Can we really trust analytics?
Analytics is becoming more and more ingrained into every aspect of our lives.
From tracking our steps on a fitness wearable to a music streaming service foretelling the songs we would like to hear, there is no escaping data analysis. As such, there is a growing need for people to trust in analytics, particularly in the way organisations use it.
The idea for this blog came to me following Gartner’s recent announcement describing the ‘trust factors’ that influence the ethical use of analytics as “transparent, accountable, understandable, mindful, palatable and mutually beneficial”. In their announcement, Gartner highlights that leading data-driven organisations must recognise that people’s trust in analytics is as valuable as the business outcomes.
This made me reflect on some lessons I’ve learned as a data scientist, how they relate to the interplay between data, models, trust, and results:
- When developing models, balance data fitting with your understanding and domain expertise
For credit risk scoring, models must conform to regulations, and adverse credit decisions must be explainable to affected consumers based on the score formula used. In any domain, a business unable to explain important analytically derived decisions could come under pressure one day for failing to offer explanations, and possibly lose trust with customers if a decision was to be regarded as nonsensical, unfair, or unethical.
So, how can we balance human judgment with letting the data speak for itself? I’m fond of the transparency, flexibility, and ability to incorporate palatability constraints provided by segmented scorecards, and I prefer to benchmark these models and guide their design (such as binning, variable selection and segmentation schemes) through modern ensemble learning algorithms that can discover unexpected and complex relationships. This is a good methodology for balancing accurate data fitting with understanding and domain expertise.
- Understand the process that generated the data and be mindful of biases
Learning from a data set about causality is a more demanding scientific task than finding humble correlations, and it can sometimes be an impossible task. Two key challenges relating to data conditions are omitted variable biases and historic treatment selection biases. For example, a model for price elasticity of demand for ice cream could be severely biased if historic prices had been managed based on weather conditions and if we were to omit weather-related control variables from our model.

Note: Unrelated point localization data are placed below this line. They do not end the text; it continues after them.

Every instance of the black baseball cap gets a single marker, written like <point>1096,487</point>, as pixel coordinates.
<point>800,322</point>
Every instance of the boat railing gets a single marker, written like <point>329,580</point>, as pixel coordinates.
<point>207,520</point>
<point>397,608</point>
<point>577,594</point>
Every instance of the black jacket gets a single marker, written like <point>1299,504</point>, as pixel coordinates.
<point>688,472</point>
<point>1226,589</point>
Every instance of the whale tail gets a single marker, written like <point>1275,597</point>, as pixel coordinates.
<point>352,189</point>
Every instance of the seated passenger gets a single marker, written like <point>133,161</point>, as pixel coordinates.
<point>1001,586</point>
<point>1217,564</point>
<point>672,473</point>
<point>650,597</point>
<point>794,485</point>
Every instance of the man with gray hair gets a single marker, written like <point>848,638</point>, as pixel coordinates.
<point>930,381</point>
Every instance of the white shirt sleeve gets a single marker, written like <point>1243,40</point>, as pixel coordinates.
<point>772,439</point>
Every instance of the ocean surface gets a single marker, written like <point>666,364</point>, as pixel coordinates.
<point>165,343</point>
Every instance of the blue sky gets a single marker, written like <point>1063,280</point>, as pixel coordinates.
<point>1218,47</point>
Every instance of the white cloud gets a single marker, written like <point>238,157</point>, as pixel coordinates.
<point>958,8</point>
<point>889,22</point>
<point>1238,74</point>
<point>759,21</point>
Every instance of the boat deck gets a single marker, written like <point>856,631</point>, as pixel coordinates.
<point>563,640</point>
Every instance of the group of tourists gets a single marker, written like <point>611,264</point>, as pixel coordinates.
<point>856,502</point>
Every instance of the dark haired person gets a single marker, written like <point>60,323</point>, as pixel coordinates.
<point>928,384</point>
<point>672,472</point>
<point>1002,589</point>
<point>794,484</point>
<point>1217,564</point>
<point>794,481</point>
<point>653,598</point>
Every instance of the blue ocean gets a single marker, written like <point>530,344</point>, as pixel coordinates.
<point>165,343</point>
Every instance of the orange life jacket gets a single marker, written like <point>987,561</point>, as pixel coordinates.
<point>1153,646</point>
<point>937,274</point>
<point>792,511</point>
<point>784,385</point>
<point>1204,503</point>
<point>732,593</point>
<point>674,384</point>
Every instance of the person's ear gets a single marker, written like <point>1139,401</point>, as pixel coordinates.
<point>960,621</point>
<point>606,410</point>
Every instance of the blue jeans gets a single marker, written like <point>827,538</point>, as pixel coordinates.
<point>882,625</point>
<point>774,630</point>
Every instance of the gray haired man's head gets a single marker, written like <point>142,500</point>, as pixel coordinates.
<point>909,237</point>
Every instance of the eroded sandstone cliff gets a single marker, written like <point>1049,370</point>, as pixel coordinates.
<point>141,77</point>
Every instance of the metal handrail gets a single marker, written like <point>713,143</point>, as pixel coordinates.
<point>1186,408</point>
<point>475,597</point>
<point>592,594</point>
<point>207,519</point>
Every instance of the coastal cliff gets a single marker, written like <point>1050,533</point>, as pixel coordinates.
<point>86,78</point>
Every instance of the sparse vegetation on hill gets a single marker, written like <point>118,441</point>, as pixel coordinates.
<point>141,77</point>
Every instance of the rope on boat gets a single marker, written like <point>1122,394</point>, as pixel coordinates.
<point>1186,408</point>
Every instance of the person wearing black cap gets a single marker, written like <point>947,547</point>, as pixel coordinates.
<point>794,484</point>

For a transparent causal modelling methodology that fosters trust (and for alerting the analyst when treatment selection bias is too strong to infer data-driven causal relations) I recommend treatment propensity score developments and matched sampling prior to “mining” non-experimental data for causal effects.

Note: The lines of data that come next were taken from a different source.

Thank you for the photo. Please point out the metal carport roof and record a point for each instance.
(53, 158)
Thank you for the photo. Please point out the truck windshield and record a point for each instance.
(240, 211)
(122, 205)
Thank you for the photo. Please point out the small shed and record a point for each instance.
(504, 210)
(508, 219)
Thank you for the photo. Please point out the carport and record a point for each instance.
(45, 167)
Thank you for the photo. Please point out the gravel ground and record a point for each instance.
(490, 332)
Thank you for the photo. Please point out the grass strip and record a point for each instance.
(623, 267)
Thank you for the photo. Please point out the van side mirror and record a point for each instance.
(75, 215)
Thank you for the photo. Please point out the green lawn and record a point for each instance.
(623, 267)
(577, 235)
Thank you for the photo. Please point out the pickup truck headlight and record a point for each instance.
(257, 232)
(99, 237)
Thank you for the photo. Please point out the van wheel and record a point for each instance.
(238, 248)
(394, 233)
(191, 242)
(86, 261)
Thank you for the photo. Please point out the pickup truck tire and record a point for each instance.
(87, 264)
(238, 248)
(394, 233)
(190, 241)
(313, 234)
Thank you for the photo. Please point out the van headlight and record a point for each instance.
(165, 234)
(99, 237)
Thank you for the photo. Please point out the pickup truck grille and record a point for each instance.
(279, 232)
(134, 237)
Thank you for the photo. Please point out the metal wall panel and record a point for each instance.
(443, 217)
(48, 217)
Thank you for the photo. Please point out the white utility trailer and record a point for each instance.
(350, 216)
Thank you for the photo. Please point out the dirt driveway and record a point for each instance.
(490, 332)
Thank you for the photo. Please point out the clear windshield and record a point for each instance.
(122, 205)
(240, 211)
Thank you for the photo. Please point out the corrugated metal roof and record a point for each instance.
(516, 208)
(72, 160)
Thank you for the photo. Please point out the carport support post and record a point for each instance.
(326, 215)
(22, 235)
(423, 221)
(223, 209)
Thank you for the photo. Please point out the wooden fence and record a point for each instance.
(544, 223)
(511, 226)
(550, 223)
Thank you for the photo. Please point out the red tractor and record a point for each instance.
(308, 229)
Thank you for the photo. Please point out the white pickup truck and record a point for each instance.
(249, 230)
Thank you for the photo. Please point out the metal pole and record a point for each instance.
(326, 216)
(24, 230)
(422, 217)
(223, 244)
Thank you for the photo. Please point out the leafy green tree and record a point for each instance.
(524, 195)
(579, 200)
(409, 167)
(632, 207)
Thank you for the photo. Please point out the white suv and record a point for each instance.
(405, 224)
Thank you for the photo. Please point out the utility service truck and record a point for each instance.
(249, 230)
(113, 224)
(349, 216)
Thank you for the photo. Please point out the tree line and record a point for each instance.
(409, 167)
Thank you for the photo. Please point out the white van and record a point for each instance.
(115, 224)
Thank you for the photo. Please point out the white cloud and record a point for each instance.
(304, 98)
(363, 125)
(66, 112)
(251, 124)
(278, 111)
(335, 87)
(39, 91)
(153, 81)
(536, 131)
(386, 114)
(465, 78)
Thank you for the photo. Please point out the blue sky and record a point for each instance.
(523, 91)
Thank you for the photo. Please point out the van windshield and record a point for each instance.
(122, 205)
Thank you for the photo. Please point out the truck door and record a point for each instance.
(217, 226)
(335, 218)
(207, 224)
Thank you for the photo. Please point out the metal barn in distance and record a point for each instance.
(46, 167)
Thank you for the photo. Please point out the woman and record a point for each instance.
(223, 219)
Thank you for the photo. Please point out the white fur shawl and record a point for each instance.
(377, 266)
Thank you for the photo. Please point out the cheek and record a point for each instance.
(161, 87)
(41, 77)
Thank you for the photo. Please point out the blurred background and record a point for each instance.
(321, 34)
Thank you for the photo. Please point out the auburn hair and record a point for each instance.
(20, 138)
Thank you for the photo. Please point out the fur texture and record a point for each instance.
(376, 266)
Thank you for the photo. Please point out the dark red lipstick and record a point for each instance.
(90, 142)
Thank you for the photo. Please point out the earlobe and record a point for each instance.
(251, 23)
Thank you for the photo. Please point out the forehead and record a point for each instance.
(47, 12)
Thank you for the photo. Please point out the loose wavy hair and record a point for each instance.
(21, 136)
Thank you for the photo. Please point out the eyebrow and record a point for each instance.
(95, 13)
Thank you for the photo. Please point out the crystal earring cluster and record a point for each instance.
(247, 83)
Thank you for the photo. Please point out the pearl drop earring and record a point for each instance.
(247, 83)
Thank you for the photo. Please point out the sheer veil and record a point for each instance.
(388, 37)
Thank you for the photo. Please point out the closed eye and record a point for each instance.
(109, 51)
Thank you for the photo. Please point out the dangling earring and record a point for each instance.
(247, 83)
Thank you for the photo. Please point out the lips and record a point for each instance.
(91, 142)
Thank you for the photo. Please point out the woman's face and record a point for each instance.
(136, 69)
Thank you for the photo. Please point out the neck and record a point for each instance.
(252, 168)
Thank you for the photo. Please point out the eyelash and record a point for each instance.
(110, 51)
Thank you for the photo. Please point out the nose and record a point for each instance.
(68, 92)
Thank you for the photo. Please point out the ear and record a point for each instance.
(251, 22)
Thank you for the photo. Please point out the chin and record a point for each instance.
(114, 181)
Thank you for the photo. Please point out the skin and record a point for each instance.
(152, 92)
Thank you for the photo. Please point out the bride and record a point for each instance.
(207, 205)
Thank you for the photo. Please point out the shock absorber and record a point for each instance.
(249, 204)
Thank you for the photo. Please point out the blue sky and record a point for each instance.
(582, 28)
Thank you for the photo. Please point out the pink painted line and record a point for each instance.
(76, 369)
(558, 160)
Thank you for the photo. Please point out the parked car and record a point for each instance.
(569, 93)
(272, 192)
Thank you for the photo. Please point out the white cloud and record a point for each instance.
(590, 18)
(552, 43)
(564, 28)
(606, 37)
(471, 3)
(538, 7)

- Think strategically and design safe experimentation right into your feedback loop
Every business treatment on a customer applied today not only impacts the customer’s future journey and metrics, but it also yields new data samples that could, and should, inform future decisions. Whenever we’re plotting a long-term analytic roadmap, let’s think about optimising today’s decisions – not with a myopic view (which is to exploit our current best estimates of today’s optimal action), but with a strategic view (which is to balance the exploration-exploitation trade-off by continually testing ethical and safe decision alternatives). This approach greatly mitigates any selection bias issues, and helps pave the road to transparent, data-driven, prescriptive modelling.
- Use sequential decision analytics to realise the benefit of information-gathering actions
Conventional prescriptive analytics exploit the available data to arrive at a decision. For some decisions or customers, the available data may be too sparse, too stale, or too biased to make data-driven decisions with confidence. In those cases, falling back on a default treatment (which may be sub-optimal), or gathering additional information are you only real option.
I find it beneficial to think about analytics as an element of a virtuous feedback loop. Data is constantly being turned into predictions and decisions that affect consumers and outcomes, and in turn lead to new information which can improve future models and future decisions. The feedback loop perspective offers various interception points and modes of operation to foster transparency, learn about causes and their effects, and enshrine trust.
A customer must believe that when data is collected it is in their interest, and the business must act on the received information in a way that creates a win for both sides. The music streaming service I’m using is a simple example of trust earned that pays dividends. I’m happy to volunteer my ratings information in exchange for improved future recommendations. Seeing these recommendations actually improve over time makes me a loyal customer. Ultimately, we trust in data that is used in a transparent and mutually beneficial way.